Del Conte said this particular donor had been asked for a big donation before. Del Conte hit him with the new request before they even ordered dinner. “I wanted him to know that there was an ask on the table and that we needed him,” the athletic director said.
Major donations can take months, even years, before coming to fruition. Kevin Durant recently gave $3 million to the university in the largest gift ever by a Texas-ex now playing professional sports. But that was in the works for almost a full year.
Del Conte said simply that he can’t wait for the football or basketball team to have success before asking for money.

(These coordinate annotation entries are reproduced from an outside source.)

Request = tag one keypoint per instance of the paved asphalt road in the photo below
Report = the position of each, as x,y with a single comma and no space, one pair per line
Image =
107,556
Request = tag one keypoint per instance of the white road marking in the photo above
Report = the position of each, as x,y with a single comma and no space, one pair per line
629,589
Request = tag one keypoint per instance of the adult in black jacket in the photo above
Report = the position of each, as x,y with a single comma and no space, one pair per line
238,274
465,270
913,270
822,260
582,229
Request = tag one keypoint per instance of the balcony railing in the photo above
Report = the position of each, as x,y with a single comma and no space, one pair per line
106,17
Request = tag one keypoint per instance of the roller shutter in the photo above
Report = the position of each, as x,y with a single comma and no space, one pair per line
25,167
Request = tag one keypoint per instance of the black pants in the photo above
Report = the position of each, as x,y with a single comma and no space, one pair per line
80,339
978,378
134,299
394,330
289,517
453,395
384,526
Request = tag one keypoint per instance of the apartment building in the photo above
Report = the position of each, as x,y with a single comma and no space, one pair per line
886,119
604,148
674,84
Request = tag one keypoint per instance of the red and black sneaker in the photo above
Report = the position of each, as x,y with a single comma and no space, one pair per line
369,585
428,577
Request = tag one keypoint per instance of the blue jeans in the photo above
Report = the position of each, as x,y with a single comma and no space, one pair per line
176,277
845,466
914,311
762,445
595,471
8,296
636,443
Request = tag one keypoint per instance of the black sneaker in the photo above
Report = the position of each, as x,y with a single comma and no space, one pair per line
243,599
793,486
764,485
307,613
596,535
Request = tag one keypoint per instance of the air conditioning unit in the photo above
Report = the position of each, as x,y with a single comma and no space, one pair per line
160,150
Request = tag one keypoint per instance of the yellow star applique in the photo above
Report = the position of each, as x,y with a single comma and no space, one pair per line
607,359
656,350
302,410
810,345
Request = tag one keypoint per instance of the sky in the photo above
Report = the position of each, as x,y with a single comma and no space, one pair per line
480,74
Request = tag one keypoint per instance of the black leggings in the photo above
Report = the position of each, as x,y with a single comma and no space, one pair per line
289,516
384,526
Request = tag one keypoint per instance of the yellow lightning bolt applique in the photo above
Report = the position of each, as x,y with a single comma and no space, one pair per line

“My job is to come and talk the case for the University of Texas,” Del Conte said. “This is what we need for us to be successful. We need your help. I am running a business for them, an enterprise for them. For every donor that buys a season ticket or a T-shirt or donates a million dollars, I’m working for them.
“If we waited until we won a national championship for someone to jump on the bandwagon, then they’re not the wind beneath the wings that we need,” he added. “If they are, they’re helping support our program right now. Every single Longhorn has been phenomenal. But I don’t want to wait until we have a winning season to go ask for money. That would be that I’m not doing my job.”